If you regularly eat junk food your body can learn the behaviour and trigger cravings when you're not hungry.
If you regularly eat junk food your body can learn the behaviour and trigger cravings when you're not hungry.

Food for thought: Do you eat when you’re not hungry?

WE EAT for all sorts of reasons - when we're angry or sad, stressed or festive, starving or hormonal.

Most people overeat usually when they aren't actually hungry in the first place.

Eventually it becomes impossible to distinguish between hunger that is real and hunger that is fake.

There are actually several different types of hunger, because our drive to eat comes from various sources that often don't have anything to do with physical hunger - that real, true hunger that begins as a rumbling sensation in your stomach about every three to four hours.

The sensation will intensify as a major discomfort, or even pain, the longer you ignore it.

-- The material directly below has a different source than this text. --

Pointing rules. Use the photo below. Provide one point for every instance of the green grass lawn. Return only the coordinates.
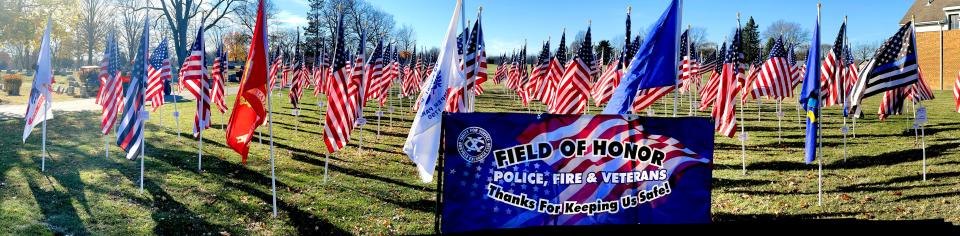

Eventually it will settle but come again in waves until you satiate it by giving your body and brain what they need to function.

Can you tell the difference between real hunger and other kinds of hunger?

Let's take a look at five types of hunger to help you identify why you're eating when you're not really hungry.


Sad, angry, stressed, anxious, lonely, tired, bored?

There are many different emotions that can overcome us and yet instead of allowing ourselves some breathing room to feel the emotions and allow them to pass, we often try to smother them with our favourite foods.

Emotions can be like hunger - uncomfortable.

So replacing the discomfort with a pleasurable and soothing sensation in our mouths and bellies often seems like the closest thing to comfort for our brains.


If your hunger-regulating neurotransmitters and hormones (cortisol, insulin, ghrelin, leptin) are suffering imbalance from dieting, irregular eating patterns or just plain too much sugar and processed foods, they will drive your hunger as cravings.

Cravings caused by hormonal hunger can overcome even the staunchest willpower and can lead to intense mood swings, fatigue and a near-constant desire to eat, regardless of being "full".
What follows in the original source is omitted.